Tips, Forms & Recommended Resources
#1) Get organized with an RCIA Planning Timeline.
- MARCH: Work with Director of Liturgy and Adult Faith Formation Coordinator to schedule all Rites of Welcome/Rites of Acceptance for the upcoming liturgical year.
- MAY: Create At-a-Glance Calendars for each period, to be distributed to families of inquirers and catechumens/candidates. For an example of a calendar for the Period of the Catechumenate, click here: Calendar_KidsRCIA
- JUNE: Create Topic Schedules for Catechetical Sessions, to be distributed to RCIA catechists and families.

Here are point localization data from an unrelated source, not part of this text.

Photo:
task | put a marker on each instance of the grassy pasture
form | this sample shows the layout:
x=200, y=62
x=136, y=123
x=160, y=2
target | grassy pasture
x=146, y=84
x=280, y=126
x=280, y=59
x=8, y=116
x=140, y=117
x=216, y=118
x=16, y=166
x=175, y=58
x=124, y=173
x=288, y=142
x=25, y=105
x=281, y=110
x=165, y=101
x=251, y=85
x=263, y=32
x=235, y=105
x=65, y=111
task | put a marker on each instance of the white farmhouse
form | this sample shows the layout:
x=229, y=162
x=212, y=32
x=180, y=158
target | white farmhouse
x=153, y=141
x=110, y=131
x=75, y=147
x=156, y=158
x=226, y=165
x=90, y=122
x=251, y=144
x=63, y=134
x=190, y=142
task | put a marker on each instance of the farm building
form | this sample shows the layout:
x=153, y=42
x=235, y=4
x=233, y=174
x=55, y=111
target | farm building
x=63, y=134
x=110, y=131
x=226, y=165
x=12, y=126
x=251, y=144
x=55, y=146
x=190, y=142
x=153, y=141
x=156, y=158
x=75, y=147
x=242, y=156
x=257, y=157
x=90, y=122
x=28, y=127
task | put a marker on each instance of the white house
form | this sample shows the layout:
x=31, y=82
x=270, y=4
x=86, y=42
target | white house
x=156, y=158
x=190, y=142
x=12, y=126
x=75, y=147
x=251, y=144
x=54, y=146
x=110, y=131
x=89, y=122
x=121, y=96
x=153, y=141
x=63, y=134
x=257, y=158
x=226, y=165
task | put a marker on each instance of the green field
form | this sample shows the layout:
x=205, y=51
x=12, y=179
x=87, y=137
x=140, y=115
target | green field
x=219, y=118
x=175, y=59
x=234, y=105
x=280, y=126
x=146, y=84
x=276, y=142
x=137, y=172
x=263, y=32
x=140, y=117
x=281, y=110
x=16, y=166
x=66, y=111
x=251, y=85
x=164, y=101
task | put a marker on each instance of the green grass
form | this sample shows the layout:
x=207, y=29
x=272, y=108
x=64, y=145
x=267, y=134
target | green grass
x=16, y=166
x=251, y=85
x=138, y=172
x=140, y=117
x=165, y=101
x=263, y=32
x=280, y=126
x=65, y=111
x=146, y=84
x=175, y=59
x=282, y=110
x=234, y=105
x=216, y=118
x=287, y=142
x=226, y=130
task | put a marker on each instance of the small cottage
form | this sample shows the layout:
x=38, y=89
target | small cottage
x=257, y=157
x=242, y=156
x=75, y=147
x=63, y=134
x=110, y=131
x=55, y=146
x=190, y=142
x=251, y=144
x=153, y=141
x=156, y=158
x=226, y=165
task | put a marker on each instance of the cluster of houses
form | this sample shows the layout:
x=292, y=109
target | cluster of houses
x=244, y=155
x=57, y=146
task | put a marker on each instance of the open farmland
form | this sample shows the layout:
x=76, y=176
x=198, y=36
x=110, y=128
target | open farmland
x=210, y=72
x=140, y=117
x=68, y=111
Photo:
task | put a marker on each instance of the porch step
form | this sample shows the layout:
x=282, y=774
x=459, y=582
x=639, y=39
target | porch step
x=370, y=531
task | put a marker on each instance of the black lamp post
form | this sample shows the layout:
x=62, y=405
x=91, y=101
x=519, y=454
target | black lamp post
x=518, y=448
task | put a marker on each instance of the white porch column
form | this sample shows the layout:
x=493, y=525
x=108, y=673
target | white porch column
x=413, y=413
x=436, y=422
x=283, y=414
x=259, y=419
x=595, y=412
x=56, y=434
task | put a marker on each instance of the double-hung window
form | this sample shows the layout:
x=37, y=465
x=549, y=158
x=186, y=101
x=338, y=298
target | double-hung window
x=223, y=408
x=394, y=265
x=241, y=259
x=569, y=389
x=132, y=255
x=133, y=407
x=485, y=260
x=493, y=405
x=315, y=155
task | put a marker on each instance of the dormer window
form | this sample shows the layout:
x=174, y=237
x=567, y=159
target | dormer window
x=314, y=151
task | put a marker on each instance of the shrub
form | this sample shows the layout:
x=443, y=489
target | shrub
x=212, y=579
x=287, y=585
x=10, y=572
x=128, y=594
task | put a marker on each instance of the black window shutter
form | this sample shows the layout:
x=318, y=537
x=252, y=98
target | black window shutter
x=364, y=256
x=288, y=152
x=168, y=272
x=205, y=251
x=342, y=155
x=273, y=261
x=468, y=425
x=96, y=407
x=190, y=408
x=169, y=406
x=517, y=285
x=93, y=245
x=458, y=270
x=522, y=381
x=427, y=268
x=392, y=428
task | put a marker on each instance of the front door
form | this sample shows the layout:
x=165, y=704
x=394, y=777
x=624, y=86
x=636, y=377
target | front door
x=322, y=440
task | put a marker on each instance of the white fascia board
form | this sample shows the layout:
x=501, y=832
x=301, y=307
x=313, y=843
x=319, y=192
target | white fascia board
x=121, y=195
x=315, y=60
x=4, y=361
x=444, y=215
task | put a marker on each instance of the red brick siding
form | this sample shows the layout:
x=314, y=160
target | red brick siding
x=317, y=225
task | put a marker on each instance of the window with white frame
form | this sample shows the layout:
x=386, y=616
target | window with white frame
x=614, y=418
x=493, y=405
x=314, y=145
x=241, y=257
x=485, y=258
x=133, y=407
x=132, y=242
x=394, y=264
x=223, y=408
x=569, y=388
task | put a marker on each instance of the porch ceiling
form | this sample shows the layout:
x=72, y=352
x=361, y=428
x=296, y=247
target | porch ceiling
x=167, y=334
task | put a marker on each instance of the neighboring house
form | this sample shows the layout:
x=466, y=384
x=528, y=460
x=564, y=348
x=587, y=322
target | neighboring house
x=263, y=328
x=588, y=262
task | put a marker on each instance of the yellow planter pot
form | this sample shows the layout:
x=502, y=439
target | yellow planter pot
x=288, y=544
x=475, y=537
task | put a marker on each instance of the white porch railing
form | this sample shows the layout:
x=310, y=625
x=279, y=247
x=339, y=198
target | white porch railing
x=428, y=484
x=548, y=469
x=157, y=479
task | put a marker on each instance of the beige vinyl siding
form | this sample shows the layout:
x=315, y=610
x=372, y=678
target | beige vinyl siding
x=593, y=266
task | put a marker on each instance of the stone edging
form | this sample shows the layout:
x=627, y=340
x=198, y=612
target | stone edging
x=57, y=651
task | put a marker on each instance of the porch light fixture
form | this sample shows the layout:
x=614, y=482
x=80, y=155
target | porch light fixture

#2) Get everyone on the same page by keeping them informed at each critical step. Some ways to do this are:
- Provide informational packets at the initial interview with a general overview of what the RCIA process is and who it’s for. Here’s what I included:
- A welcome/cover letter
- “How Do I Become Catholic?,” a brochure from LTP.
Parent Informational Meeting
- Scheduled at multiple times throughout the year, after the Mass where dismissals normally take place. Ideal time is Easter season, late summer (when parents are beginning to think of enrolling their child in religious education)
- Provide an overview of the RCIA process (I compare the RCIA process to getting married, and compare Inquiry to dating someone and the Catechumenate to engagement).
- Materials given for review: Handout: The Period of Inquiry
- Parent is asked to schedule time for child’s initial interview.
Initial Interview with Pastoral Staff Member
- Assessment of child’s status. Maybe this could be deferred to another time with a staff member who is assigned to the child.
For DRE/RCIA Team
- A Child’s Journey: The Christian Initiation of Children by Rita Burns Senseman (1998) – I used the Interview Form at the back of this book for the initial interview.
- http://teamrcia.com/rcia-with-children/ Team RCIA has a wealth of information on RCIA as a whole. Highly recommend!
- Year-Round Catechumenate – Mary Birmingham
- Children and Christian Initiation by Kathy Coffey: Parent/Sponsor Book (2002)
- When Your Child Becomes Catholic: What Parents and Sponsors Need to Know by Rita Burns Senseman (2000) – I’m sure there’s a more updated version of this out, but this is what we gave to parents and sponsors. There was a list of bible stories in this book that I would refer to during interviews as well, as a gauge of how much parents talked about their faith in the home.